News & Features » October 2015 » “Gumshoe” by BAM
“Gumshoe” by BAM
Mondays Are Murder features brand-new noir fiction modeled after our award-winning Noir Series. Each story is an original one, and each takes place in a distinct location. Our web model for the series has one more restraint: a 750-word limit. Sound like murder? It is. But so are Mondays.
This week, BAM reveals no good deeds go rewarded in Chicago.
Gumshoe
by BAM
Old Town, Chicago, IL
Bullets zoomed past him in every direction. Detective Crosby ducked behind a barrel in an alleyway near the warehouse. He crouched low, his pistol gripped tight. Shells landed by his shoes.
The brick wall took the hits.
He aimed his gun over the barrel lid, fired, and jumped back behind his cover. He heard one of the shooters groan.
No one fell.
“Reloading,” one of the men said.
“Covering you.”
Rapid fire followed. Crosby heard footsteps approaching. He leaned over as bullets went flying. The man loading his gun was several inches closer. The detective shot his aggressor in the ankle.

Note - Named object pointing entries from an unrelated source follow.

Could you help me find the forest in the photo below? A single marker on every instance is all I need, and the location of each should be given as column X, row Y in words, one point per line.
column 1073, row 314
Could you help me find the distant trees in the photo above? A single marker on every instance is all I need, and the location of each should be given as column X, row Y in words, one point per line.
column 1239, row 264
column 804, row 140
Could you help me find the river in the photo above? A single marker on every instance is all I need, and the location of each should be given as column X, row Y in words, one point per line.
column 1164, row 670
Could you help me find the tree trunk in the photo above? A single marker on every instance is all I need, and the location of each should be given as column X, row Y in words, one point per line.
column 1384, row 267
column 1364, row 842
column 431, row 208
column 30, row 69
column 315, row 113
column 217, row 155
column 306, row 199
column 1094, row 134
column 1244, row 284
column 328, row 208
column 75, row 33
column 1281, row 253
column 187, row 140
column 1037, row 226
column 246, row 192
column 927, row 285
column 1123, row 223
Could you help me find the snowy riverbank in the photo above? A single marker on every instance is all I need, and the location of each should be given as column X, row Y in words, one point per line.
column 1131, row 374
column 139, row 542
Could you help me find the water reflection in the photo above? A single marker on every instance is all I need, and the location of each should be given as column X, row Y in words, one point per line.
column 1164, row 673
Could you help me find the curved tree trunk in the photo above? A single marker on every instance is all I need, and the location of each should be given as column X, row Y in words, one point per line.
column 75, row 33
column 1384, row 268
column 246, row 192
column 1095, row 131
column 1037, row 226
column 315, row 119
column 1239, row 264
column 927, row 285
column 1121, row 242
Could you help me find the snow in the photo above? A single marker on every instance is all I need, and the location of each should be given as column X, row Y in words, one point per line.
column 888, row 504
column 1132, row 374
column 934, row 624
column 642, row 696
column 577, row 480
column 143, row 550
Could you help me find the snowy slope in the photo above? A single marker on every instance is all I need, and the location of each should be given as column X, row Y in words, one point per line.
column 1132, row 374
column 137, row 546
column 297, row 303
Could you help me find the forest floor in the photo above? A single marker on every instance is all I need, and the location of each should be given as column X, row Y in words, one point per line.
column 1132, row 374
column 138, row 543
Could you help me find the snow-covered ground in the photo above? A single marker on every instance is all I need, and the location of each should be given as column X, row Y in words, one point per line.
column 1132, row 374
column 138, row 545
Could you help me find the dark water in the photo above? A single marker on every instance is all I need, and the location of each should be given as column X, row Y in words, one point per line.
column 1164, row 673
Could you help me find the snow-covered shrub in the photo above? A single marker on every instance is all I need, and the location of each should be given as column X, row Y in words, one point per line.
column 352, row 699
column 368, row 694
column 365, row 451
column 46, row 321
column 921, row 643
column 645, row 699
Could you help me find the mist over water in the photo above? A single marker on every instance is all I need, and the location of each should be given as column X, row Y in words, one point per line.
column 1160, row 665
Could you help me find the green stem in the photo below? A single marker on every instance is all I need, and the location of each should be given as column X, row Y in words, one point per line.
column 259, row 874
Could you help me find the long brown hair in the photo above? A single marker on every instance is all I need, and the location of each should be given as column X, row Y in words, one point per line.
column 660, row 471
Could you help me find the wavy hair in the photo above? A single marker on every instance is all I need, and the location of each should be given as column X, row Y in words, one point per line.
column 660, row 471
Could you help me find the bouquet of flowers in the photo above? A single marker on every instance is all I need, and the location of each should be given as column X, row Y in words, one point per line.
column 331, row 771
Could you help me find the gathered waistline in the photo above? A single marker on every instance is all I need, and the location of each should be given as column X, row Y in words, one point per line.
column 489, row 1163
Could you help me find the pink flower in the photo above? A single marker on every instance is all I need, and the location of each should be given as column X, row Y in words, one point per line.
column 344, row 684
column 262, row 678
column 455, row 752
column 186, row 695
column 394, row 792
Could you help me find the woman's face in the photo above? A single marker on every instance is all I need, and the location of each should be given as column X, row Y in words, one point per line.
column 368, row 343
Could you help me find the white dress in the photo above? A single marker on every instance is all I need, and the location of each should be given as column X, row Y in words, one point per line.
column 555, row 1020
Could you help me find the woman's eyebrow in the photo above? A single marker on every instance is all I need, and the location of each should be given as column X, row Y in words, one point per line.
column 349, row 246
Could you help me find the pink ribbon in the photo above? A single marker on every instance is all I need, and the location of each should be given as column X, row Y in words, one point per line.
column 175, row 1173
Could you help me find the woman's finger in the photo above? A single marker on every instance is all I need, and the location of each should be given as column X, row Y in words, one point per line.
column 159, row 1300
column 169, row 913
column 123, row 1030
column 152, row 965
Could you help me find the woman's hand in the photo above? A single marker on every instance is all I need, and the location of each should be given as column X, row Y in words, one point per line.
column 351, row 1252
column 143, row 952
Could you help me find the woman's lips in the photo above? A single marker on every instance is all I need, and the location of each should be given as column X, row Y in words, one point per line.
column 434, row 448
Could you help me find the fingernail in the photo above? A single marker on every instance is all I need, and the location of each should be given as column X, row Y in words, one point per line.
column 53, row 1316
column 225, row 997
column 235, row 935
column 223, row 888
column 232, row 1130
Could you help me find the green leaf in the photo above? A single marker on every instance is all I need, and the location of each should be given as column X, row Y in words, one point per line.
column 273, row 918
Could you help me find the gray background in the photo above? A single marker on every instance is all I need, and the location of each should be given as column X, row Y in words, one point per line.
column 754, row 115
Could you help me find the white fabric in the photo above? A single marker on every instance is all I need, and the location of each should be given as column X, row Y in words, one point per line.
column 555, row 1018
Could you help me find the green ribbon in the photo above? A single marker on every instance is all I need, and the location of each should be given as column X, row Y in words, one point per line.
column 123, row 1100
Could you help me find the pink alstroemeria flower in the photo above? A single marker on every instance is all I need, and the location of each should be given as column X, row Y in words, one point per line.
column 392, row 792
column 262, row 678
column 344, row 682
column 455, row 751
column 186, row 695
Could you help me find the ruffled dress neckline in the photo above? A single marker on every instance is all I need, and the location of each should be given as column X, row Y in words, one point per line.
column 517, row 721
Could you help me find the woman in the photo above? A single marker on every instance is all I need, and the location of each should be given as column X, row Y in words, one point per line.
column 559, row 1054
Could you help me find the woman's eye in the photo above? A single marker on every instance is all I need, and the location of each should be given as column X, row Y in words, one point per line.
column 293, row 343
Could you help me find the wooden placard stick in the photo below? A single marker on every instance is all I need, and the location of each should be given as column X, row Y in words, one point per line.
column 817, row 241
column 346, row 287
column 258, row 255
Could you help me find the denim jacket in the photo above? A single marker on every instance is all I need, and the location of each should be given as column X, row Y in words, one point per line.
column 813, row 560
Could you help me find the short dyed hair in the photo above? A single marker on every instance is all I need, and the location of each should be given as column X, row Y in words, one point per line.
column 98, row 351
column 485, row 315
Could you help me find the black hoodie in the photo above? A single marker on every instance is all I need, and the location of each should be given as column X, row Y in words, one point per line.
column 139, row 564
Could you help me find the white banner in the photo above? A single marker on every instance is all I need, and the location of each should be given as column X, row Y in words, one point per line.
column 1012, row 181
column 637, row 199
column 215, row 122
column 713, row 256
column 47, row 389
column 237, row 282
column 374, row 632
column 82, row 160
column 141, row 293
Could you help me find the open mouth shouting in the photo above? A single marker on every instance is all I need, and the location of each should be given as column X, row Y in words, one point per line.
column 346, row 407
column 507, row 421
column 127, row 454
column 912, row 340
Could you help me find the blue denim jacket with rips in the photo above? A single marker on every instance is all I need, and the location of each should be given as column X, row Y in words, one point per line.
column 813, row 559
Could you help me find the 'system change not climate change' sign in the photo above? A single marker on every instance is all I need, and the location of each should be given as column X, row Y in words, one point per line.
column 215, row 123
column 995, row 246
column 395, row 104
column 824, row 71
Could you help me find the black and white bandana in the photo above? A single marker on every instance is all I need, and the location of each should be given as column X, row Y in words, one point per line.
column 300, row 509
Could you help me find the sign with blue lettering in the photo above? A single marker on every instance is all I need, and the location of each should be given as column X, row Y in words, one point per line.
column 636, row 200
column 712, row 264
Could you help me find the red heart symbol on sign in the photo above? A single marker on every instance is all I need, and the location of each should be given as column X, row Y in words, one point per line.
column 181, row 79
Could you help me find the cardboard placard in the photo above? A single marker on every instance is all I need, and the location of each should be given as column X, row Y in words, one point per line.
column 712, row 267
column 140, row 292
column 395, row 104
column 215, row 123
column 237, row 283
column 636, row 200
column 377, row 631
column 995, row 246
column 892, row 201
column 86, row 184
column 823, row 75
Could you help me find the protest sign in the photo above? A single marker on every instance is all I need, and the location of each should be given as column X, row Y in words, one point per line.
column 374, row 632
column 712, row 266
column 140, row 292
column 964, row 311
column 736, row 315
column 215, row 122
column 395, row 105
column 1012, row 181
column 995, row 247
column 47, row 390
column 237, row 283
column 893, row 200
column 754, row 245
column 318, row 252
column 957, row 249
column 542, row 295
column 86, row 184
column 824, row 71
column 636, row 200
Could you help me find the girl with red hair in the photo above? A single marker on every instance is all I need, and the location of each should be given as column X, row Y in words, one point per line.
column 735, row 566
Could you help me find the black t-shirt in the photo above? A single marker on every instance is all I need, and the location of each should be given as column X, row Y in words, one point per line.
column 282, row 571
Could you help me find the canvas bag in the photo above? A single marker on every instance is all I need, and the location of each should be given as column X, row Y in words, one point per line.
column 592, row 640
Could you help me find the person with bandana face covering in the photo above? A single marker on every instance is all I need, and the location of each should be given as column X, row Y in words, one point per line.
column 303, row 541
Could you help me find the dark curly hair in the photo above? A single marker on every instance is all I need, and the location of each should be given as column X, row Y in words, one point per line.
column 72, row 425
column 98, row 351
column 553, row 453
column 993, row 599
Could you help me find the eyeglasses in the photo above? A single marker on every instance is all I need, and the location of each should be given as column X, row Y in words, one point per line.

The man crashed to the ground.
Crosby returned to his hiding spot.
“You’ll never get her, dick,” yelled the one he didn’t shoot. “I’ll give you to the count of four to run. Leave the ransom money and scram.”
“There’s no money. Just give the girl up and I’ll let you go.” Crosby hated the idea of a rescue rather than paying. He was following orders though.
Mayor Smitherson’s daughter, Grace, was worth more to him than any dollar. But he ran gritty Old Town, Chicago. If he paid one set of kidnappers, more would follow. And who was to say these criminals would keep their word and let his daughter live?
Smitherson gave Crosby, his lifelong friend, clear orders, too. “Don’t pay. Sneak in on the bastards and arrest the lowlifes. Kill them if you have to. Either way, save her. She’s only sixteen and all I have. You’ll—you’ll be a hero. No one will question your ability as a sleuth again.”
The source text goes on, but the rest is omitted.